During this period, the number of patient presenting to ED dropped by 37 per cent (or more than 3500 patients) compared with the same period the previous year. There was also a 34 per cent drop in the number of people presenting specifically with mental health problems.
However, among the people attending ED with mental health concerns, there was a 6.5 per cent increase in people attending after overdoses and a 3.5 per cent increase in self-harm presentations. The proportion of overdoses of paracetamol and ibuprofen increased by 13.4 per cent compared to other drugs during the lockdown.
Joyce said people may have stockpiled large supplies of paracetamol and ibuprofen painkillers before the lockdown. Emergency doctors and toxicologists had also noticed an increase in the severity of paracetamol poisonings recently. Many were concerned by how easy it has become for anyone to purchase large quantities of painkillers, she said.

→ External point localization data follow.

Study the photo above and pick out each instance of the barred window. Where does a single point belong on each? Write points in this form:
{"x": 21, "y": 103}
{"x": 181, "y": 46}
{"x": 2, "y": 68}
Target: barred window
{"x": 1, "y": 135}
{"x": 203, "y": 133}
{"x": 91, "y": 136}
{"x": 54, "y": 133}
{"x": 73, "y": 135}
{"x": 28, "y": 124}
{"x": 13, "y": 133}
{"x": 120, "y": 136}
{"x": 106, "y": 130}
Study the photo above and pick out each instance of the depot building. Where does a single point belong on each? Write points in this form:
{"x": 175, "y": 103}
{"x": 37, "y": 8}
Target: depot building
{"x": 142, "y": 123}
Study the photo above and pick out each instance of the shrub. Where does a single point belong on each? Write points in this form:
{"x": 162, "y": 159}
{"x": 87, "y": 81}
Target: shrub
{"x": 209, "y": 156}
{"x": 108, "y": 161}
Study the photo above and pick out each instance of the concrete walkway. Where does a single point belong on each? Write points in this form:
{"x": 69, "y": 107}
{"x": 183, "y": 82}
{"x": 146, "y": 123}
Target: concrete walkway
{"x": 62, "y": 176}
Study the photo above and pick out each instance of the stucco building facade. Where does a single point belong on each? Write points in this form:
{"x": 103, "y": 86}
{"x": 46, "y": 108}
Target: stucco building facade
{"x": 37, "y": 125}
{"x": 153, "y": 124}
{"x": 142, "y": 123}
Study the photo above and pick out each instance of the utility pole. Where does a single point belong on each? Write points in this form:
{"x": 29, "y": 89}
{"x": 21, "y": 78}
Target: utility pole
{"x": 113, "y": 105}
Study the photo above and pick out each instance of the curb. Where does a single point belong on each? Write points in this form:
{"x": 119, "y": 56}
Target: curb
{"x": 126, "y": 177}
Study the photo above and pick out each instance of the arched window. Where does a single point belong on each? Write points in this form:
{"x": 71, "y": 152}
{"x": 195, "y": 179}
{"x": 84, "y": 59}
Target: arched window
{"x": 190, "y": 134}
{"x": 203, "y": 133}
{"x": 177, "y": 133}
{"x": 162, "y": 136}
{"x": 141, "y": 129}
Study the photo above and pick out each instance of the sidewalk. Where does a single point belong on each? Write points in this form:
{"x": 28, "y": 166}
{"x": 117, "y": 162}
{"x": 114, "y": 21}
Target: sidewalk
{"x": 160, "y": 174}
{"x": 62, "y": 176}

The Government-mandated national lockdown - when everyone was asked to "stay home and save lives" - had significant impacts on health-seeking behaviours, Joyce said. Quantifying changes through the study gave a greater understanding of the impact of the virus and associated restrictions, including on the mental health of New Zealanders.
"It has been argued that, in March and April, New Zealand had one of the toughest lock-down restrictions in the world, giving rise to concern about the potential impact on the mental health of the population.
"ED is a good place to understand the impact of the restrictions on the mental health status of the population," she said.
During March and April, there is typically a seasonal drop of about 10 per cent in both overall and specific mental health presentations to the ED.
The drop was far greater this year, with at least a third fewer people presenting overall and for mental health issues.